Basic drawing pretty much remains a constant, with one very big exception: all the stuff that was deprecated in version 3 and removed in 3.1.

Old, < GL 3:

We used to be able to do things like:

glEnable(GL_LIGHTING); //fixed-pipeline lighting. replaced with shaders
glEnable(GL_TEXTURE_2D); //fixed texturing
glMatrixMode(GL_MODELVIEW); glLoadIdentity(); glTranslatef(...); //builtin matrices
glBegin(GL_TRIANGLES); glVertex3f(...) ...; glEnd(); //immediate mode with per-vertex calls
glVertexPointer(..., myArray); glDrawArrays(...); //immediate mode with client side array

But even then we still had GLSL shaders and VBOs. There's a fair amount of overlap and the GL3 deprecation didn't instantly replace everything:

glBufferData(...); //buffer mesh data to bound VBO
...
glVertexAttribPointer(...); //attach data to myCustomVar (either VBO or immediate mode local array)
...
attribute vec3 myCustomVar;
varying vec3 myVarying;
...
gl_Position = gl_ProjectionMatrix * gl_ModelviewMatrix * gl_Vertex;
...
gl_FragColor = vec4(1, 0, 0, 1);

New, >= GL 3:

The new way of drawing removes immediate mode and a lot of these in-built features so you do a lot from scratch, adds a few features and syntax changes. You have to use VBOs and shaders:

glBufferData(...); //buffer mesh data
...
glVertexAttribPointer(...); //attach VBOs, but have to set your own position etc too
...
#version 150 //set GLSL version number
out vec3 myVarying; //replaces "varying"
gl_Position = myProjection * myModelview * myPosition;
...
in vec3 myVarying;
out vec4 fragColour; //have to define your own fragment shader output
...
fragColour = vec4(1, 0, 0, 1);

To answer your question, and this is completely my opinion, I'd start learning GLES2.0 (afaik pretty much a subset of GL3) because it's so well supported right now.

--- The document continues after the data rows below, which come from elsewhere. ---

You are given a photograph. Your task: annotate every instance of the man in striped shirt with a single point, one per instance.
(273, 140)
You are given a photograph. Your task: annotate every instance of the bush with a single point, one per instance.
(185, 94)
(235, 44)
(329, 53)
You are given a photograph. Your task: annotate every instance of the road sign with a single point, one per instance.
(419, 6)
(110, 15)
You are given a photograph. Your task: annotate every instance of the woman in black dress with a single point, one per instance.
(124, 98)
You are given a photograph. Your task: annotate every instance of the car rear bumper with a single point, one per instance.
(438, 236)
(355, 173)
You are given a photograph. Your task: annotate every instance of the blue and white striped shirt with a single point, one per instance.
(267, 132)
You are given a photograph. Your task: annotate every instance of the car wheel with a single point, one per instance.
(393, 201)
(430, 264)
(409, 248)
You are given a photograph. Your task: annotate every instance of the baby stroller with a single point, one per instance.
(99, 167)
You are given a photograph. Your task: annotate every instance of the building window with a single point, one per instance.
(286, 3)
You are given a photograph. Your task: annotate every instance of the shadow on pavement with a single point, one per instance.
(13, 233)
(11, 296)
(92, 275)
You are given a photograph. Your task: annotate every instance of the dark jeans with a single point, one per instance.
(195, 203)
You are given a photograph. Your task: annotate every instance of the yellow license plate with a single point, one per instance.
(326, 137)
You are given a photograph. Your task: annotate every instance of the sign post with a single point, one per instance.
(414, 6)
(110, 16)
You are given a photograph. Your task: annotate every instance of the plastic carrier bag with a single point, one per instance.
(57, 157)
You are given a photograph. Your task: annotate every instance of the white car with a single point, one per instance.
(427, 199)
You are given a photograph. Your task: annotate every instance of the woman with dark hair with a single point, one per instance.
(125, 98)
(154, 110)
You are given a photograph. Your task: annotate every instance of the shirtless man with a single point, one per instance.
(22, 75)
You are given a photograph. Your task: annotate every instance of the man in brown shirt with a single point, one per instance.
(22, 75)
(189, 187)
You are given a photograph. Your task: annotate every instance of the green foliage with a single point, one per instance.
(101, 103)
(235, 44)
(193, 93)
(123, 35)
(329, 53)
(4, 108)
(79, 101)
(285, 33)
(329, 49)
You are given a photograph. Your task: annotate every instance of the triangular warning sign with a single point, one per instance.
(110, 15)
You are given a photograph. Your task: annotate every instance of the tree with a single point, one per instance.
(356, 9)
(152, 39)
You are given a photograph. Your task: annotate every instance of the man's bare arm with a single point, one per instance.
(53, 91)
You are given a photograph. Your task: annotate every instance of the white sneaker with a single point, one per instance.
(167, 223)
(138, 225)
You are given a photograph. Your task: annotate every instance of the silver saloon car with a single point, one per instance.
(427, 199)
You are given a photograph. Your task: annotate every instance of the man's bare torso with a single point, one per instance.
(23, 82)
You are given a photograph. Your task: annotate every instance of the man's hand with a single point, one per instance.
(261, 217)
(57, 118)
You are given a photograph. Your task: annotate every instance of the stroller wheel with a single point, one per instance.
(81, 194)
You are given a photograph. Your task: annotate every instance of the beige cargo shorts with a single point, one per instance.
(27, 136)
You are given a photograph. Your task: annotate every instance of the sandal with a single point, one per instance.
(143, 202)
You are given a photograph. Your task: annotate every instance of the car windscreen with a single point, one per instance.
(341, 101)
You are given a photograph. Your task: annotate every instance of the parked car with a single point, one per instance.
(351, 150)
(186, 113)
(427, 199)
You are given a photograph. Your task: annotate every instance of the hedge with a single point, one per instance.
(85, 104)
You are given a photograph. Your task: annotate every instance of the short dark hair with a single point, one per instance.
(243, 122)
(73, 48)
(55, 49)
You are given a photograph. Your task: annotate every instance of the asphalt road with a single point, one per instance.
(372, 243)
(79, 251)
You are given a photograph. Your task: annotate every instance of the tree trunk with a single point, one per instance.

GL2/immediate mode certainly doesn't hurt as a learning step, and there's still quite a lot that isn't deprecated. You can always just use GL 4 features if you find you need them, but as said the basics really only changed between the above versions. Even if you use deprecated features you have to go out of your way to get a pure GL3.2 (for example) context that disallows certain calls/features. I'm not advocating it but it's entirely possible to mix very old with very new and most drivers seem to allow it.

TLDR: 1. use VBOs, 2. use shaders. Just for learning, don't bother with an explicit version context.